A key component of academic studies at NYU Florence is the opportunity for site visits that allow students to experience the cultural resources of Florence and Italy. Last semester, Professor Salvatore Sberna developed an intensive four-day module of study for students in Palermo, Sicily for his course The Politics of Organized Crime: Italian Mafias in a Comparative Perspective. Students met law enforcement officials, community activists, and local businessmen involved in anti-Mafia activities. Given the trip’s success, Professor Sberna is developing a similar initiative for Naples in Spring 2014.
The Graduate Studies Seminar at Villa La Pietra continues to grow with lectures by outstanding scholars in many fields of Italian Studies. Internationally renowned scholars and emerging new thinkers have presented to graduate students, undergraduates, faculty and members of the scholarly community at large. This fall NYU Faculty were joined by local faculty, fellows from the American Academy in Rome, scholars from the Harvard University Center for Italian Renaissance Studies, faculty from important Italian universities and the European University Institute. The series ended with a round-table co-sponsored by the Tuscan Region, that brought together leading scholars and authors to discuss the work of Carlo Coccioli, an important twentieth-century Italian author.
Giampiero Gallo, Professor of Economics at NYU Florence and the University of Florence, organized an international conference entitled Generation Jobless: Youth Unemployment and Disengagement. The conference was organized to discuss a report of the European Foundation for the Improvement of Living and Working Conditions, bringing NYU Florence students together with their peers at the University of Florence. It was live-streamed to NYU Accra, NYU Madrid and NYU Prague. For more information about this conference, please visit the La Pietra Dialogues website at www.lapietradialogues.org.

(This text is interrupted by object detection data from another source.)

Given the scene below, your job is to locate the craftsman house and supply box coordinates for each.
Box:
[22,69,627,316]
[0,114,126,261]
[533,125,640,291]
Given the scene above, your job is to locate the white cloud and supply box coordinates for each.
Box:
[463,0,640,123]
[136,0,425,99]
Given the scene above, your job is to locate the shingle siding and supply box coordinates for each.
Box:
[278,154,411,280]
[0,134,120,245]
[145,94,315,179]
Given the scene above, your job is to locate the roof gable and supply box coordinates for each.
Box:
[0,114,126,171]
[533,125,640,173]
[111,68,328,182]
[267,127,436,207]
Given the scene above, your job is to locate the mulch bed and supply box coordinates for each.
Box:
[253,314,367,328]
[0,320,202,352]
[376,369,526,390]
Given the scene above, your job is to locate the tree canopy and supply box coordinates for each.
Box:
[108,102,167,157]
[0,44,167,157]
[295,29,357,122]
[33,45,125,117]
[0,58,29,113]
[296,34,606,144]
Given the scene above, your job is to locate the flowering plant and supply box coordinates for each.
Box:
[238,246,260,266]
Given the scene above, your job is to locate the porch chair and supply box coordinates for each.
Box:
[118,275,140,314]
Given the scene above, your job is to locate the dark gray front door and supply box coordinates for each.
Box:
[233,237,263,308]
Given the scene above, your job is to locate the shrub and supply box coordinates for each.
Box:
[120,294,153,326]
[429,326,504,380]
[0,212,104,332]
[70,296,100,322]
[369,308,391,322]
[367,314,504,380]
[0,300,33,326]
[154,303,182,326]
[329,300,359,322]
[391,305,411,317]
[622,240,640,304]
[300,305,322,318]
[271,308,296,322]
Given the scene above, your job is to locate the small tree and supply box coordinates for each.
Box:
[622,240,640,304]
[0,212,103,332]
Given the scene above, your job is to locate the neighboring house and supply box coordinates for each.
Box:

The fall semester ended with a La Pietra Dialogue organized by a student, Maria Khimulya. Maria felt that her first semester at NYU Florence had exposed her to the significant history and culture associated with this iconic Italian city of art but wondered if the commitment of the city to maintaining the historical urban space had impeded the development of a visible contemporary culture. This led her to an independent investigation into street art and in her LPD Dialogue Street Art in Florence: Politics and Practices: Conversation with Clet and the No Dump Collective. Maria led a captive audience of students and community members through an animated discussion of the practices and the politics of contemporary street artists.
In some sad news, Professor David Travis, a long-standing and highly esteemed member of our community, passed away at the end of last year. Professor Travis first joined NYU Florence fifteen years ago and served as Academic Director from September 2000 until May 2010 when he returned to full-time teaching. He is missed.